Thematically, Silas Marner does something similar to Adam Bede in that it exposes the hypocrisy and moral weakness of a country squire. Like Arthur Donnithorne, Godfrey Cass is a gutless rich boy with too much free time and not enough real conviction.  Both men are portrayed as inherently good-natured, just spineless. I think this says a lot about Eliot’s view of character. It isn’t really enough to be kindhearted – being a good person requires courage and self-control.

And in both novels, Eliot pits her two male characters against each other (a bit less directly in Silas Marner) to highlight their strengths and failings. In the Adam vs. Arthur comparison, Adam is nearly superhuman – a truly exceptional character (minus his inability to see Hetty for who she really is). This seems fitting for a first novel. Eliot exaggerates a bit with Adam (and Dinah for that matter, can a woman be more angelic?) and I can only assume she was maybe overexcited about her first large-scale literary offering.

But in Silas Marner the two men – Silas and Godfrey – are much more nuanced, a bit fragile and both have significant faults.

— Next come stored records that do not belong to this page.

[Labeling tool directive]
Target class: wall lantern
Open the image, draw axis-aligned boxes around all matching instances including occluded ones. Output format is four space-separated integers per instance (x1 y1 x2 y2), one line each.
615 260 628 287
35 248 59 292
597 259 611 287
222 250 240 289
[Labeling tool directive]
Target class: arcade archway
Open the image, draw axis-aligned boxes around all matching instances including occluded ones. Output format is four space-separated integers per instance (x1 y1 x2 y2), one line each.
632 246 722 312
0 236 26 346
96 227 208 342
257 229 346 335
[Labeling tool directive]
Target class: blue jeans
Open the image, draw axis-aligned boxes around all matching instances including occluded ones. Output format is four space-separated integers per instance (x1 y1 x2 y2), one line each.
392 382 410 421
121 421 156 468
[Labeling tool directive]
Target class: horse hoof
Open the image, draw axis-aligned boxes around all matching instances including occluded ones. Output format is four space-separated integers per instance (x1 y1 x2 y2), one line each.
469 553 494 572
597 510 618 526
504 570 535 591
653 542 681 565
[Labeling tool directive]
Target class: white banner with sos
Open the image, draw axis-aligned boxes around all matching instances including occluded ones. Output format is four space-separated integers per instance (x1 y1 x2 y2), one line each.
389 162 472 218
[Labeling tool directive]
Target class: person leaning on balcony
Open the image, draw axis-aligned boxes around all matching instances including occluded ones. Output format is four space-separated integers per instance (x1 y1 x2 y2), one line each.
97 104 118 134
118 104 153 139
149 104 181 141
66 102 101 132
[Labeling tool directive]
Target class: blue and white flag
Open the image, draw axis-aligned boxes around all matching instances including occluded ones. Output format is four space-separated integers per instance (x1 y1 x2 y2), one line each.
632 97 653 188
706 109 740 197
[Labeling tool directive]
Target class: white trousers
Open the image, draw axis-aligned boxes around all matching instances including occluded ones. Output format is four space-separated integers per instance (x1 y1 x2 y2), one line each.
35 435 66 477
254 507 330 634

Silas’ faults, however, are a result of an earlier misfortune, and Godfrey’s because of a weak character. In that sense, Silas is easily forgiven.

But enough about theme, I really wanted to talk about style here, because this is where the two books were markedly dissimilar. Adam Bede, as I mentioned before, has a few too many tangents and what I would call an intrusive narrator. But in Silas Marner, the narrator rarely steps off the page to signal her presence. There is no, “dear reader”, no pointed asides, no overdone explanation. Just a smoothly-told story.

And yet Eliot does manage to fit in plenty of omniscient narrator discourse. What I mean by that are the moments within or following a scene, when the narrator “exposes” something about human nature, or “reveals” the greater significance of a particular moment. In Eliot’s case, this tends toward generally-applicable revelation. A good example is right after Marner is robbed and the narrator explains that his being forced to interact with his neighbors began to work some positive changes on his character, and then she goes on to make this statement:

Our consciousness rarely registers the beginning of a growth within us anymore than without us; there have been many circulations of the sap before we detect the smallest sign of the bud.

Now that is a subtle, incisive narrator. In Adam Bede this reflection would have gone on just a line too long.

Looking at tangents, I did think the chapter where the old men are sitting around discussing ghosts could qualify as unnecessary, but since it’s the only one in the book (and quite enjoyable) I wouldn’t have even noticed it if I hadn’t just experienced a raft of similar departures in Adam Bede.

Moving forward, The Mill on the Floss should arrive any day now and I’m looking forward to seeing how it sits between these other two.